1) Direct Links to your product page don’t trigger voting ring detection. Forget what you’ve been told. It may have been true at one stage, but apparently this has no impact on whether your product gets hit with the spamhammer. After all, when Product Hunt tweets about your product, it uses a direct link.

2) If your personal following contains a lot of people who don’t use Product Hunt, they will be signing up for the first time to vote for you. I imagine it’s pretty easy to detect “50 new users signed up for PH today and voted for one product and no others”. In fact, Ryan Hoover has even confirmed this is part of the logic.

So, you can imagine that someone with 100k instagram followers, 15k Twitter followers and a huge customer database to draw on, probably had a lot of their followers visit Product Hunt to give their support. Even if they didn’t ask for upvotes, even mentioning that they were on Product Hunt could trigger the voting ring/spam detection with the influx of newly registered users who only voted on Sticky9.

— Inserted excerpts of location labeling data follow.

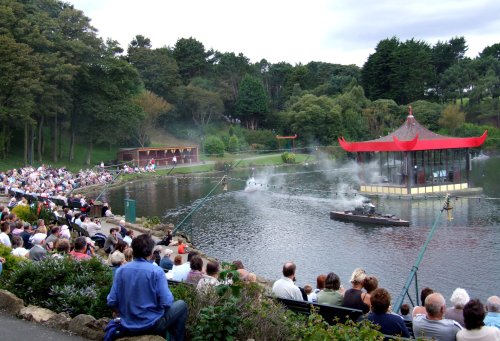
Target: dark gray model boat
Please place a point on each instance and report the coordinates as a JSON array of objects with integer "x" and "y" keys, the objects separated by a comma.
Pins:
[{"x": 366, "y": 214}]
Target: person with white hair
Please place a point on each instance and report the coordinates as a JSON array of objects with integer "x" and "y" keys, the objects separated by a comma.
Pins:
[
  {"x": 492, "y": 318},
  {"x": 355, "y": 298},
  {"x": 37, "y": 252},
  {"x": 433, "y": 324},
  {"x": 458, "y": 298}
]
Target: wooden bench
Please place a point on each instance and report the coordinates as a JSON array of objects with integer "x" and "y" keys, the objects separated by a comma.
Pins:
[{"x": 331, "y": 314}]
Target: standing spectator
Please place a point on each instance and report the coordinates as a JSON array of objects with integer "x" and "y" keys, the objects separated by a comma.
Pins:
[
  {"x": 285, "y": 287},
  {"x": 474, "y": 314},
  {"x": 154, "y": 310},
  {"x": 493, "y": 308},
  {"x": 459, "y": 298},
  {"x": 390, "y": 324},
  {"x": 433, "y": 324},
  {"x": 331, "y": 295}
]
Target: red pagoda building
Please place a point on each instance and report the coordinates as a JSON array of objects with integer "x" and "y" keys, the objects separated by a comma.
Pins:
[{"x": 413, "y": 160}]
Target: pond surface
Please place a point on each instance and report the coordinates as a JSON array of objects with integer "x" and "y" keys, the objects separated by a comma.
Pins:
[{"x": 288, "y": 219}]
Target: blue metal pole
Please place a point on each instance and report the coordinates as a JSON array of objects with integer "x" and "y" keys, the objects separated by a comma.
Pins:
[
  {"x": 198, "y": 206},
  {"x": 414, "y": 269}
]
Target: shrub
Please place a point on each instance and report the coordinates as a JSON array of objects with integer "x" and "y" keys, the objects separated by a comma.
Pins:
[
  {"x": 214, "y": 146},
  {"x": 63, "y": 285},
  {"x": 11, "y": 262},
  {"x": 288, "y": 157},
  {"x": 234, "y": 144}
]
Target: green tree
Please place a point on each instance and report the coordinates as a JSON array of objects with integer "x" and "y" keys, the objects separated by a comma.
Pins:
[
  {"x": 252, "y": 104},
  {"x": 315, "y": 119},
  {"x": 452, "y": 118},
  {"x": 152, "y": 106},
  {"x": 191, "y": 58}
]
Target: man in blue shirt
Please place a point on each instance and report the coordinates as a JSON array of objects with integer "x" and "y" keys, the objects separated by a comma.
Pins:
[{"x": 141, "y": 298}]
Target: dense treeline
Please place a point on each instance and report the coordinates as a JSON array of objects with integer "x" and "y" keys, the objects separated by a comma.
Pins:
[{"x": 57, "y": 75}]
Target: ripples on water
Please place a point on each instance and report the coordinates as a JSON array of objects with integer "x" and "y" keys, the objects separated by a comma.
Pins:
[{"x": 290, "y": 221}]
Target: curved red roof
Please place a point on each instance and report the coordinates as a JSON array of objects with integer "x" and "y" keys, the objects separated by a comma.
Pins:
[{"x": 412, "y": 136}]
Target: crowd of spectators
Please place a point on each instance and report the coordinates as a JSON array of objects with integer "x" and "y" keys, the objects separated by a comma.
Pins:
[
  {"x": 46, "y": 181},
  {"x": 467, "y": 319}
]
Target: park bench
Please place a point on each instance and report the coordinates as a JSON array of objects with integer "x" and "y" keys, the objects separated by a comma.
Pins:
[{"x": 331, "y": 314}]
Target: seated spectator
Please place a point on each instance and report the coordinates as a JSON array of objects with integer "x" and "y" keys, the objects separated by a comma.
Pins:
[
  {"x": 80, "y": 249},
  {"x": 458, "y": 298},
  {"x": 122, "y": 229},
  {"x": 405, "y": 312},
  {"x": 55, "y": 232},
  {"x": 26, "y": 235},
  {"x": 38, "y": 251},
  {"x": 177, "y": 264},
  {"x": 320, "y": 285},
  {"x": 331, "y": 295},
  {"x": 195, "y": 274},
  {"x": 182, "y": 248},
  {"x": 420, "y": 309},
  {"x": 17, "y": 247},
  {"x": 433, "y": 324},
  {"x": 285, "y": 287},
  {"x": 308, "y": 290},
  {"x": 91, "y": 226},
  {"x": 180, "y": 272},
  {"x": 116, "y": 259},
  {"x": 61, "y": 248},
  {"x": 209, "y": 280},
  {"x": 355, "y": 298},
  {"x": 165, "y": 262},
  {"x": 390, "y": 324},
  {"x": 65, "y": 232},
  {"x": 111, "y": 240},
  {"x": 129, "y": 235},
  {"x": 141, "y": 297},
  {"x": 475, "y": 330},
  {"x": 243, "y": 273},
  {"x": 493, "y": 308},
  {"x": 4, "y": 235}
]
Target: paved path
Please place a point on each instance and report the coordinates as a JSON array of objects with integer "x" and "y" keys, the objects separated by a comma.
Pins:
[{"x": 13, "y": 328}]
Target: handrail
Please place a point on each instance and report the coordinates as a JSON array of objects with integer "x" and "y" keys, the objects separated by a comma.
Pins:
[
  {"x": 414, "y": 269},
  {"x": 198, "y": 205}
]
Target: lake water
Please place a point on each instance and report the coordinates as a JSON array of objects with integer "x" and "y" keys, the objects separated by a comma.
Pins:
[{"x": 288, "y": 219}]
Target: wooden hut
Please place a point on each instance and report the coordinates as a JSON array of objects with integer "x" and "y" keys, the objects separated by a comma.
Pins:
[{"x": 163, "y": 156}]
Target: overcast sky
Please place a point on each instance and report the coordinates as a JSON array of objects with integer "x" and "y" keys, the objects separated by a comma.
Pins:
[{"x": 333, "y": 31}]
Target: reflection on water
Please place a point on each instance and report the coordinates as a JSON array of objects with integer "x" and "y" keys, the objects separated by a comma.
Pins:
[{"x": 288, "y": 219}]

Which at first seems a bit counter-intuitive — Makers are essentially punished for onboarding new users into the Product Hunt ecosystem.

A Discovery platform, not a launch platform

But, this does start to make sense once you stop looking at Product Hunt as a launch platform.

Okay, so yes Product Hunt has participated in several launches (Snoop Dogg’s latest album comes to mind) and most of us in the startup scene now realise the importance of including Product Hunt as part of a broader launch strategy. But, if we go back to its very roots, the site was created to discover products, not to launch them.

And you do really have to give it to the team at Product Hunt for their integrity in this regard. There’s no ads on the site, there’s no way to pay to get listed or to pay to get to the top on a given day. Yes, sometimes the Product Hunt team really engages and evangelises for certain products and makers, but that’s because these are products and makers that the PH team are excited about. It’s real.

If Product Hunt’s value proposition was “to help launch your Product to lots of people”, then onboarding new users to upvote you is only going to enhance that value proposition. They’d have a wider audience to expose launches to.

But, if you consider that the primary value proposition that Product Hunt offers to the world is to “discover the best new products”, then maintaining the integrity of daily rankings is far superior in the long-term to onboarding a few new users.

So How Do I Get in the Top 5?

Okay, so you’re not going to ask for upvotes and you’re going to be careful about leveraging your existing community. You understand that Product Hunt is all about product discovery and not product launches. What you want to know is how you get to the top of the daily rankings. Well, fortunately for you, there’s one easy step you have to follow:

Create an awesome product that people will get excited about.